Date(s) - Wednesday, March 22, 2017
6:00 pm - 9:00 pm
15 W 6th St #2913
The policies of the Trump Administration regarding the Israeli Palestinian conflict are unclear at best and totally unpredictable. In this presentation, Gershon will examine the possible policy options facing President Trump and his advisers and possible outcomes of their choices. Gershon Baskin will focus on how the situation in Israel and Palestine is connected to the war and suffering in Syria and the strengthening of Egypt and Jordan. He will touch upon the need of continuing to assist the Palestinian, mainly the private sector, in order to build a more secure Palestinian economy. Gershon will share his ideas on how President Trump should take a strong stand on radical Islamic terrorism, against Al-Qaida and against ISIS in order to help to create a more secure Middle East and a more secure world. He will discuss how unilateral actions of either side that could make the process of reaching agreements more difficult, and will share his perspectives of Jerusalem related issues.
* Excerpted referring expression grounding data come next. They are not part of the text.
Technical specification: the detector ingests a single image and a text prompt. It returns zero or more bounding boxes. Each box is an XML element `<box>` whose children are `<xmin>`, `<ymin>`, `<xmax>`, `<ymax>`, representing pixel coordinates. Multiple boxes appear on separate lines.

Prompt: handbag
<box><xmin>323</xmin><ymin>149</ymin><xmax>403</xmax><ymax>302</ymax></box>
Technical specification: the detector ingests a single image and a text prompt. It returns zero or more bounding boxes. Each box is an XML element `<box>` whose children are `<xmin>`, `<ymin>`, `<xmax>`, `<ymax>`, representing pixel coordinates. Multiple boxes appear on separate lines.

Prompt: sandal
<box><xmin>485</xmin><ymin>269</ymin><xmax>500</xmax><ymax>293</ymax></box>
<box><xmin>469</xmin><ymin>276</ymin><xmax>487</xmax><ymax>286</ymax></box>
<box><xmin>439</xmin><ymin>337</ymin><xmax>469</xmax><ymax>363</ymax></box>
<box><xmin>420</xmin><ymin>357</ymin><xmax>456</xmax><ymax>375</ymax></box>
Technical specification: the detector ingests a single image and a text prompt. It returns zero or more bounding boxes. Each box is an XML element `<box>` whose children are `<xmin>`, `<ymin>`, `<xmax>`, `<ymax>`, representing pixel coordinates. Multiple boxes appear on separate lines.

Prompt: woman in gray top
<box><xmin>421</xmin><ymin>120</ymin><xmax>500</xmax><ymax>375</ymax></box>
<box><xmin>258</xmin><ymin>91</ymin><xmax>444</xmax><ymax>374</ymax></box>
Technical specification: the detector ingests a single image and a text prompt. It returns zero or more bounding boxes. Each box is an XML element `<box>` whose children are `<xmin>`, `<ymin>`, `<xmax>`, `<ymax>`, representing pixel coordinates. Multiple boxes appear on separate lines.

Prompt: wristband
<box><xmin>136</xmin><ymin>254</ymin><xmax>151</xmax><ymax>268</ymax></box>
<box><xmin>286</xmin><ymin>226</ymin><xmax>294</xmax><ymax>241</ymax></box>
Gershon’s presentation is a program of the Tulsa Committee on Foreign Relations that is dedicated to increasing the understanding of international affairs and U.S. foreign policy. In monthly meetings the Committee members engage with international experts and foreign policy officials in constructive discussion and debate on world issues. The Committee also promotes other educational programs and forums on international affairs.
The Tulsa Committee is one of 15 such groups in various cities, who comprise the American Committees on Foreign Relations. ACFR, headquartered in Washington, D.C., provides programming support to the affiliated committees and conducts an annual national conference as well as international study tours. Prior to 1995, the Tulsa Committee was affiliated with the Council on Foreign Relations, headquartered in New York, which founded TCFR in 1943.
Meetings are conducted in a collegial atmosphere where civil behavior and a respect for opposing viewpoints are the norms. The Tulsa Committee takes no positions on issues and has no partisan affiliation, and it follows the Council on Foreign Relations’ rule on non-attribution at its meetings, so as to encourage open and candid discussion by guest speakers and members alike.